A pilot study suggests a single-group mean of 0.5 (standardised) against a null of 0.0, with σ = 1.0. We want 80% power at α = 0.05 (two-sided).

Compute sample size

from samplesize.tests.one_mean import one_sample_t

result = one_sample_t(
    mean0=0.0,
    mean1=0.5,
    sd=1.0,
    alpha=0.05,
    power=0.80,
    sides=2,
    solve_for="n",
)

print(f"n = {result['n']}")
print(f"achieved power = {result['achieved_power']:.4f}")

Expected output:

n = 34
achieved power = 0.8078

Inspect the envelope

Every calculator returns a standard envelope:

{
    "method_id": "one_sample_t",
    "solve_for": "n",
    "n": 34,
    "achieved_power": 0.8078,
    "effect_d": 0.5,
    "inputs_echo": {"mean0": 0.0, "mean1": 0.5, "sd": 1.0, ...},
    "citations": ["Cohen, J. (1988). Statistical Power Analysis ..."],
}

The inputs_echo echoes back exactly what you passed in, so the result record is self-describing — useful for audit logs and protocol writing.

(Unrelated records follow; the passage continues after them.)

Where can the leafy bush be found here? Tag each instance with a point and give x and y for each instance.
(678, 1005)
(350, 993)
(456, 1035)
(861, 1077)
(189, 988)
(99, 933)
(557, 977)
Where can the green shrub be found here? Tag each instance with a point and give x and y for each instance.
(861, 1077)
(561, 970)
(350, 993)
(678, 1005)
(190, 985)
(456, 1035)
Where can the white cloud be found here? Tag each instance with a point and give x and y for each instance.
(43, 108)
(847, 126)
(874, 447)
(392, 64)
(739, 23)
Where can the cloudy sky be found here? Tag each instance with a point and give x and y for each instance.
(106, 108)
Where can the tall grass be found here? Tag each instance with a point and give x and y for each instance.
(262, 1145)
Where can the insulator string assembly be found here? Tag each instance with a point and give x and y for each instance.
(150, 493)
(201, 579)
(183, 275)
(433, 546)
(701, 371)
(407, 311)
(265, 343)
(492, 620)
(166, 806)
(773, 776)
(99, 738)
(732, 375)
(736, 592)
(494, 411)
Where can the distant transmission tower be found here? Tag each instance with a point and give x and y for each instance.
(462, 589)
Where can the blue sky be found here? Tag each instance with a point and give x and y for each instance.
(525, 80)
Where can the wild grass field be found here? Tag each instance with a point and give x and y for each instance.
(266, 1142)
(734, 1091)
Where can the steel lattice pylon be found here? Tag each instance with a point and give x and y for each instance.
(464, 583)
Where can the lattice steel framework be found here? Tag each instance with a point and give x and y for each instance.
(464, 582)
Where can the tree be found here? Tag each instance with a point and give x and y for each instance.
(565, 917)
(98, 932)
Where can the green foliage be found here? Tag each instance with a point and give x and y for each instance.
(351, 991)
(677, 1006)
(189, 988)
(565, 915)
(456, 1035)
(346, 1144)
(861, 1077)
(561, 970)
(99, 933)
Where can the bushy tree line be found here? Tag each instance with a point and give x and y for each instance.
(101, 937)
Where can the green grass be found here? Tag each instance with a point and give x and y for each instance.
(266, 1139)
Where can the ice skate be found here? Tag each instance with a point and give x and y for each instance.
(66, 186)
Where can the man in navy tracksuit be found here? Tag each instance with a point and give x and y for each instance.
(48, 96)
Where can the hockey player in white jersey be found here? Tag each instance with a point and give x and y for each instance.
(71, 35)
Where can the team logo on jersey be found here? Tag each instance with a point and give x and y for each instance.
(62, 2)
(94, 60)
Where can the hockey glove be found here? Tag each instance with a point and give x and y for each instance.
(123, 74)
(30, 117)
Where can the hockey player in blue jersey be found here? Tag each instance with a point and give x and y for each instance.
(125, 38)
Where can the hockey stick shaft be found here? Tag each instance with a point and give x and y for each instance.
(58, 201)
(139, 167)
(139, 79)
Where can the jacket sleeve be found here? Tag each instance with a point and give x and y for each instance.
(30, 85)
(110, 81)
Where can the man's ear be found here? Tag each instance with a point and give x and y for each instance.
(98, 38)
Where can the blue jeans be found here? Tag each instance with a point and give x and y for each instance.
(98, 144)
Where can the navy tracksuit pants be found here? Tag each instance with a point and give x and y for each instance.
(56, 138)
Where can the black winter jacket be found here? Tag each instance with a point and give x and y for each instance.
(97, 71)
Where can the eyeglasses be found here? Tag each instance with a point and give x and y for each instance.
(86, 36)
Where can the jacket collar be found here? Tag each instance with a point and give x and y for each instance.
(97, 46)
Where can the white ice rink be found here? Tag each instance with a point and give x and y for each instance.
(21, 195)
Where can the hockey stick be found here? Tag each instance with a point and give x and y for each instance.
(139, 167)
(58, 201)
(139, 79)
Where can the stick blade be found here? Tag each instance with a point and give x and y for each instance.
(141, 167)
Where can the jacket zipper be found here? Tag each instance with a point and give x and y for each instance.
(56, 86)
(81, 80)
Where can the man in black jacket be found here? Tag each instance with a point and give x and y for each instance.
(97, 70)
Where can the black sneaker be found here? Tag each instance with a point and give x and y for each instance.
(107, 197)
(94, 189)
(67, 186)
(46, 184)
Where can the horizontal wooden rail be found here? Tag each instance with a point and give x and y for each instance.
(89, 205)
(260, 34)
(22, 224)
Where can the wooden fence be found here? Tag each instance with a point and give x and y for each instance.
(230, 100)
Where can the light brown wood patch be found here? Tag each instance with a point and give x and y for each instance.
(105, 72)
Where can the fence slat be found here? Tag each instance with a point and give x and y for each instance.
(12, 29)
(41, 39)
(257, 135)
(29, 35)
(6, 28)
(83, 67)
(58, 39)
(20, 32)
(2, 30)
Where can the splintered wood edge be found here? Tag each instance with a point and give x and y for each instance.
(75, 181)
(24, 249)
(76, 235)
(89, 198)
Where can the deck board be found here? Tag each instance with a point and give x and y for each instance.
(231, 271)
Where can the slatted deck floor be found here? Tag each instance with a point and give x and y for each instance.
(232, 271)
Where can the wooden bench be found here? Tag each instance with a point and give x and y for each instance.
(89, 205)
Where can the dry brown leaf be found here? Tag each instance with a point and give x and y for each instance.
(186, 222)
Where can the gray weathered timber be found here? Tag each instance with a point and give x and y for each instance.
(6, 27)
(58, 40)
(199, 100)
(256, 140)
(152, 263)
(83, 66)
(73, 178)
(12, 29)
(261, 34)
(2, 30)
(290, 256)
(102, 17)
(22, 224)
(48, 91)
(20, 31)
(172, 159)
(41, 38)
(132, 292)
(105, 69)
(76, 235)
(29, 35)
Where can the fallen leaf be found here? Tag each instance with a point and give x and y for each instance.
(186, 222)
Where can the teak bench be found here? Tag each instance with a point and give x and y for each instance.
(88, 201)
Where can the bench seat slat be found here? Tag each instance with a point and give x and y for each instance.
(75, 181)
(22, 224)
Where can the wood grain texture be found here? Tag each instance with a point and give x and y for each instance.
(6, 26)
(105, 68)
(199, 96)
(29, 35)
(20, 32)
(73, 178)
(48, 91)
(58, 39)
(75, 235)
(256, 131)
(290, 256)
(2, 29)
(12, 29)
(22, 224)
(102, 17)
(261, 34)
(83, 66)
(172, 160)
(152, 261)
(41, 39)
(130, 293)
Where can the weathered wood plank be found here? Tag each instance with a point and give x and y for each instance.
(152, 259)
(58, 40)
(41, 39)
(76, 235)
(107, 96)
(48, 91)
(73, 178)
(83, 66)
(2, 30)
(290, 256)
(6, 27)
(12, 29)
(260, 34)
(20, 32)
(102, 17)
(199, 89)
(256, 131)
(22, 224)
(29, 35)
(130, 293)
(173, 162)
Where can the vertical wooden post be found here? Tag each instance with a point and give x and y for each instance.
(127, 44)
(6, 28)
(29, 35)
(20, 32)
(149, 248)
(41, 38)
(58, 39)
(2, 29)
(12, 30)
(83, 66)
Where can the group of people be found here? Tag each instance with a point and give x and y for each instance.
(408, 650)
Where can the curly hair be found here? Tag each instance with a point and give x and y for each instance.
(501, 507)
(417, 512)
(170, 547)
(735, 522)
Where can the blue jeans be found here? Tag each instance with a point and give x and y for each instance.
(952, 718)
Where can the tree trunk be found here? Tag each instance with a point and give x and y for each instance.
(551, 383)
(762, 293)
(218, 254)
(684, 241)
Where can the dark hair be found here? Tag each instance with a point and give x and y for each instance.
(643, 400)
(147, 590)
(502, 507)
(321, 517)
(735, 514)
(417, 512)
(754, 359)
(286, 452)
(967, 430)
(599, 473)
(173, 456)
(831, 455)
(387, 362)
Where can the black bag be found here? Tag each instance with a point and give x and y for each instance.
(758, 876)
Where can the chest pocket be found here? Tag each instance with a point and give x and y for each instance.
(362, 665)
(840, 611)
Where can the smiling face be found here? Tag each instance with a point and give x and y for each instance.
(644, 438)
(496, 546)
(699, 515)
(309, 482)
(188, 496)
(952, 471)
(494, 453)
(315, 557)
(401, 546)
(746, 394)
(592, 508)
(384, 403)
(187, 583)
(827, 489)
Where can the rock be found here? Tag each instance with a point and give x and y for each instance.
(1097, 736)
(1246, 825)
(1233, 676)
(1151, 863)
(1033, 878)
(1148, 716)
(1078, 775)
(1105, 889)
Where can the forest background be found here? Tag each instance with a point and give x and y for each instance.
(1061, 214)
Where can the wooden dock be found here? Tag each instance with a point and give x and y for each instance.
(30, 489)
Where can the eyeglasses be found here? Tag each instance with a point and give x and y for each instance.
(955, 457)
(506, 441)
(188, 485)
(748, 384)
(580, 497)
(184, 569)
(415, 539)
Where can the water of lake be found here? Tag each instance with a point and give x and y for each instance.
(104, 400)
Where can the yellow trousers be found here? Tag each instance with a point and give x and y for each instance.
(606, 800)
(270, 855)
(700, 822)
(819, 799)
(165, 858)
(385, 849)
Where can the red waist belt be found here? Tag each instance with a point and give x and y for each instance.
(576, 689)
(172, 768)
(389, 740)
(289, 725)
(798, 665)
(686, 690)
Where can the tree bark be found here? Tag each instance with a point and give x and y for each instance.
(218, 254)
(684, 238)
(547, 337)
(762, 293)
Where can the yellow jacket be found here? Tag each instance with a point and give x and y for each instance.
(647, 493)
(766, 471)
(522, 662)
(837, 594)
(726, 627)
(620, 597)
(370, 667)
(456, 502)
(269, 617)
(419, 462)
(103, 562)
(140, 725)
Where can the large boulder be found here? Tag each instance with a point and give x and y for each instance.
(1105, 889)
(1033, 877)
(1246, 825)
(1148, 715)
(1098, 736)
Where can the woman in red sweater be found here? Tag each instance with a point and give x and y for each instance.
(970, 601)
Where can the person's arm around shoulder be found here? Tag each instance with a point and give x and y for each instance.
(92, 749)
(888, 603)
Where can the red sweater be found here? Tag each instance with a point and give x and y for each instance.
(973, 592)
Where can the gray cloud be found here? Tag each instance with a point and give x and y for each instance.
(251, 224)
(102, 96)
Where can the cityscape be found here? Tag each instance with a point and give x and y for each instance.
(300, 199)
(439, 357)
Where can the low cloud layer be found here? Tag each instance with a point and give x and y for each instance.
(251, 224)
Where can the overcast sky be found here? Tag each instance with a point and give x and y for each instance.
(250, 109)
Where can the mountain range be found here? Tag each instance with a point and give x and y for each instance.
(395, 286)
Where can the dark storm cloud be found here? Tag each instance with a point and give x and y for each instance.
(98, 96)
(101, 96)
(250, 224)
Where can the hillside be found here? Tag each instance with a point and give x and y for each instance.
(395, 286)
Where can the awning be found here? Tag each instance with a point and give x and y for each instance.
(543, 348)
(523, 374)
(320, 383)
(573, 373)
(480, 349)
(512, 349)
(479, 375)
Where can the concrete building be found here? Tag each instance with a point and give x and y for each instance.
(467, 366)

Solve for power at a fixed N

result = one_sample_t(
    mean0=0.0,
    mean1=0.5,
    sd=1.0,
    alpha=0.05,
    n=30,
    sides=2,
    solve_for="power",
)
print(f"power at n=30: {result['achieved_power']:.4f}")
power at n=30: 0.7540

Sensitivity table

How sample size scales with effect size:

for delta in (0.3, 0.4, 0.5, 0.6, 0.7):
    r = one_sample_t(mean0=0, mean1=delta, sd=1.0,
                     alpha=0.05, power=0.80, sides=2, solve_for="n")
    print(f"effect = {delta:.1f} → n = {r['n']}")
effect = 0.3 → n = 90
effect = 0.4 → n = 52
effect = 0.5 → n = 34
effect = 0.6 → n = 24
effect = 0.7 → n = 19

Audit record

Every call writes a JSON audit record to .samplesize/<timestamp>.json with the inputs, outputs, library versions, and method citation — useful for reproducibility and protocol attachments.